Autoscaling, also spelled auto scaling or auto-scaling, and sometimes also called automatic scaling, is a method used in cloud computing that dynamically adjusts the amount of computational resources in a server farm - typically measured by the number of active servers - automatically based on the load on the farm.

How do you implement Autoscaling?

How to Auto Scale

  1. Under navigation pane, Auto Scaling => Auto Scaling Groups => Create Auto Scaling group.
  2. Login to your EC2 console and select a region.
  3. Launch Configuration => Create a new launch configuration => Next.
  4. Choose your desired AMI and instance type.
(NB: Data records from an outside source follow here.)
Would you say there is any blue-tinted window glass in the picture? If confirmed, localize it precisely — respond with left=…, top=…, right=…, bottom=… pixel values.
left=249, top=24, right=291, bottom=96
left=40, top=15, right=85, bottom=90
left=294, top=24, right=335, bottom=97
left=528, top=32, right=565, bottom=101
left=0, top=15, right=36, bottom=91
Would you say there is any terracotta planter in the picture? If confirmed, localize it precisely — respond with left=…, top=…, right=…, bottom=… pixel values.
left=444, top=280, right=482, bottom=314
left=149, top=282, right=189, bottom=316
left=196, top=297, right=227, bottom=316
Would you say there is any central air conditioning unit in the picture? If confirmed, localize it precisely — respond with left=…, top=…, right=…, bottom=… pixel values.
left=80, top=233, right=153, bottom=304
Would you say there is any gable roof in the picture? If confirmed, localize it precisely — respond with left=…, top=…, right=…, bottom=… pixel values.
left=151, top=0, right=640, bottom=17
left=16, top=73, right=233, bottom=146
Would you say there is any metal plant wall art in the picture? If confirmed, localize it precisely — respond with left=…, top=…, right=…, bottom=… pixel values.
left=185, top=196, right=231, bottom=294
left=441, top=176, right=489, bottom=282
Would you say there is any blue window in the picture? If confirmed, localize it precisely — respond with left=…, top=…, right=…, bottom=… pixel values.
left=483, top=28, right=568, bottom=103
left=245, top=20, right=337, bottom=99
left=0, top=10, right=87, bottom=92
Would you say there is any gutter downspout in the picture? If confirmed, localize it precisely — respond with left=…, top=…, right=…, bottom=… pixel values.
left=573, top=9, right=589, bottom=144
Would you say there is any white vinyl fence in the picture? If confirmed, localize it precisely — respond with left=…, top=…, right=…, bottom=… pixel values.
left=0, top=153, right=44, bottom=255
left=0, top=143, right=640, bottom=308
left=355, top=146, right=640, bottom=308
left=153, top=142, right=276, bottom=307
How do I know if Autoscaling is enabled?

Click the Nodes tab. Under Node Pools, click the name of the node pool you want to modify, then click edit Edit. Under Size, select the Enable autoscaling checkbox. Change the values of the Minimum number of nodes and Maximum number of nodes fields as desired.

How is horizontal scaling done in Kubernetes?

Kubernetes 1.6 adds support for scaling based on multiple metrics. You can use the autoscaling/v2beta2 API version to specify multiple metrics for the Horizontal Pod Autoscaler to scale on. Then, the Horizontal Pod Autoscaler controller will evaluate each metric, and propose a new scale based on that metric.

What is vertical scaling and horizontal scaling?

Horizontal scaling means scaling by adding more machines to your pool of resources (also described as “scaling out”), whereas vertical scaling refers to scaling by adding more power (e.g. CPU, RAM) to an existing machine (also described as “scaling up”).

What is vertical Autoscaling?

Overview. Vertical Pod autoscaling frees you from having to think about what values to specify for a container's CPU requests and limits and memory requests and limits. The autoscaler can recommend values for CPU and memory requests and limits, or it can automatically update the values.